A regional court in Prague, therefore, proposes that the Constitutional Court finding the provisions
§ 98 para. 4 the Energy Act set aside for its conflict with article. 11
paragraph. 4 of the Charter.
II.
Recap the essential parts of the representation of the parties
The constitutional court proceedings in accordance with the provisions of section
69 of the Act to the parties-the Chamber of Deputies and the Senate
Of the Czech Republic.
The Chamber of Deputies indicated that the motive of the takeover of the contested legal
the provision which is materially identical with a previous editing according to § 45
paragraph. 3 of Act No. 222/1994 Coll., was to keep the legal continuity in
cases previously assigned permissions to the production and distribution of electrical power
power, gas and heat. Considers that the contested statutory provisions with
the subject of the dispute, which is the obligation to pay the remuneration for the forced restriction
of property rights, is not related to and from the owner of the real estate
get the protection of their ownership rights. Therefore, the proposal is not considered
reasonable grounds.
The Senate said that the lack of legal provisions with article 2(1) of the contested. 11 (1) 4
Of the Charter in his debate before the adoption of the resolution on the draft of the law was not
supported by the argument, and the Constitutional Court in its decision, SP. zn. (I).
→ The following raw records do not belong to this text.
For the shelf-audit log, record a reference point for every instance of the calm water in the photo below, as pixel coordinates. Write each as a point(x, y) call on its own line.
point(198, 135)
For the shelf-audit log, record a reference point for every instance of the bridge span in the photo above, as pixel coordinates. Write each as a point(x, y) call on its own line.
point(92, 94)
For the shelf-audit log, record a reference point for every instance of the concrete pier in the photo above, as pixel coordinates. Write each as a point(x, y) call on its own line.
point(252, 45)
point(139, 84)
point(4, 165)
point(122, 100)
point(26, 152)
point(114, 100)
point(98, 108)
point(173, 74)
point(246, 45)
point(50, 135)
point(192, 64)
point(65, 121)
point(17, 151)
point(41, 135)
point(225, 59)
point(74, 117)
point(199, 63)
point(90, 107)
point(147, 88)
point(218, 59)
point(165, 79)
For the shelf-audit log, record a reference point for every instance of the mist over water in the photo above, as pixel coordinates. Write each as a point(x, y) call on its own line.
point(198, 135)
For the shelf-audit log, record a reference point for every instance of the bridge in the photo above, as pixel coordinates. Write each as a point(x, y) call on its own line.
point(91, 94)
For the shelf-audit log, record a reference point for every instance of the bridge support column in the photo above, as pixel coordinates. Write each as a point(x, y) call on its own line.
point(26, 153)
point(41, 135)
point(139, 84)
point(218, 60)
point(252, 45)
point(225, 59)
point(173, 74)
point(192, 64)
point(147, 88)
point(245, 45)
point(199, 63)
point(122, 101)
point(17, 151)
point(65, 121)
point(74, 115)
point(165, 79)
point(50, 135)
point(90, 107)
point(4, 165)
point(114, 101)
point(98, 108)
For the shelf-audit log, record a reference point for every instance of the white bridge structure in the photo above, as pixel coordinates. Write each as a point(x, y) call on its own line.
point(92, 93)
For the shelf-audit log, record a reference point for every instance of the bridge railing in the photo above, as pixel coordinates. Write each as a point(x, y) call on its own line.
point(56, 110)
TC 137/03 did not find such a contradiction. Otherwise, against the proposal of this Act
sounded critical comments. Concerning the first, the fragmentation of the mode
refunds in the context of time series gradually adopted legal provisions,
the appropriateness of the lump-sum compensation to derived from the factual burden and to
the obligation of the owner to carry out the work in connection with the maintenance of
energy devices in protection zones at their own expense.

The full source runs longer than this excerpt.